Question

The stable nucleus that has a radius ${\raise0.7ex\hbox{$1$} \!\mathord{\left/
 {\vphantom {1 3}}\right.}\!\lower0.7ex\hbox{$3$}}$ that $O{s^{189}}$ is
(A) $_3L{i^7}$
(B) $_2H{e^4}$
(C) $_5{B^{10}}$
(D) $_6{C^{12}}$

Answer 1

Hint: The radius and mass number of any nucleus are related by the formula, $R = 1.2 \times {10^{ - 15}}{A^{{1 \mathord{\left/
 {\vphantom {1 3}} \right.} 3}}}$. So we can find the radius of the nucleus of $O{s^{189}}$ and from there we can find the radius of the other stable nuclei as it is one-third of the radius of $O{s^{189}}$ . From there by again using the same formula we can find the mass number of the stable nuclei.

Formula used: In the solution to this question, we will be using the following formula,
$\Rightarrow R = 1.2 \times {10^{ - 15}}{A^{{1 \mathord{\left/
 {\vphantom {1 3}} \right.} 3}}}$
where $R$ is the radius of the nuclei and $A$ is the mass number of the same nuclei.

Complete step by step answer:
For any stable nuclei, the mass number and the radius are related by the formula,
$\Rightarrow R = 1.2 \times {10^{ - 15}}{A^{{1 \mathord{\left/
 {\vphantom {1 3}} \right.} 3}}}$
So for the given species, $O{s^{189}}$ we have the mass number given as 189. So by substituting that value in the above formula we can calculate the radius of $O{s^{189}}$.
Therefore, $R = 1.2 \times {10^{ - 15}}{\left( {189} \right)^{{1 \mathord{\left/
 {\vphantom {1 3}} \right.} 3}}}$
We keep the value of the radius in this form.
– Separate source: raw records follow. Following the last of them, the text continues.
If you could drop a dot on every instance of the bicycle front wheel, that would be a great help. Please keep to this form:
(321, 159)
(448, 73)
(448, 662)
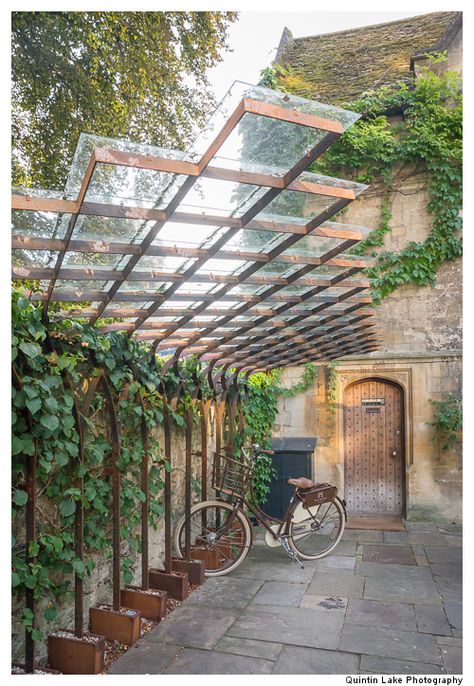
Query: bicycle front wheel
(219, 536)
(315, 532)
Now it is given in the question that a stable nucleus has a radius one-third of the radius of $O{s^{189}}$.
So if the radius of the stable nucleus be ${R_1}$ then the value of ${R_1}$ is given by,
$\Rightarrow {R_1} = \dfrac{R}{3}$
Substituting the value of $R$ we get,
$\Rightarrow {R_1} = \dfrac{{1.2 \times {{10}^{ - 15}}{{\left( {189} \right)}^{{1 \mathord{\left/
 {\vphantom {1 3}} \right.} 3}}}}}{3}$
Now again let the mass number of this stable nucleus be ${A_1}$. So the radius and the mass number of this nucleus are again related as,
$\Rightarrow {R_1} = 1.2 \times {10^{ - 15}}{A_1}^{{1 \mathord{\left/
 {\vphantom {1 3}} \right.} 3}}$
So by equating the two values of ${R_1}$ we get,
$\Rightarrow 1.2 \times {10^{ - 15}}{A_1}^{{1 \mathord{\left/
 {\vphantom {1 3}} \right.} 3}} = \dfrac{{1.2 \times {{10}^{ - 15}}{{\left( {189} \right)}^{{1 \mathord{\left/
 {\vphantom {1 3}} \right.} 3}}}}}{3}$
From the above equation by cancelling $1.2 \times {10^{ - 15}}$ from the numerator of both the sides we get,
$\Rightarrow {A_1}^{{1 \mathord{\left/
 {\vphantom {1 3}} \right.} 3}} = \dfrac{{{{\left( {189} \right)}^{{1 \mathord{\left/
 {\vphantom {1 3}} \right.} 3}}}}}{3}$
Therefore to get the value of ${A_1}$ we apply cube to both the sides and get,
$\Rightarrow {A_1} = \dfrac{{189}}{{{3^3}}} = \dfrac{{189}}{{27}}$
On calculation this gives,
$\Rightarrow {A_1} = 7$
So the mass number of the stable nucleus is ${A_1} = 7$.
In the given options, the nucleus $_3L{i^7}$ has a mass number of 7.
So the correct option is (A); $_3L{i^7}$.

Note:
Since the spherical volume of a nucleus increases with the increase in the number of the nucleons so the volume is directly proportional to the mass number. In the volume the radius varies with the power cube, so ${R^3} \propto A$. By applying cube roots on both sides, we have $R \propto {A^{{1 \mathord{\left/{\vphantom {1 3}} \right.} 3}}}$. On removing the constant of proportionality, we get a constant whose value is equal to $1.2 \times {10^{ - 15}}$.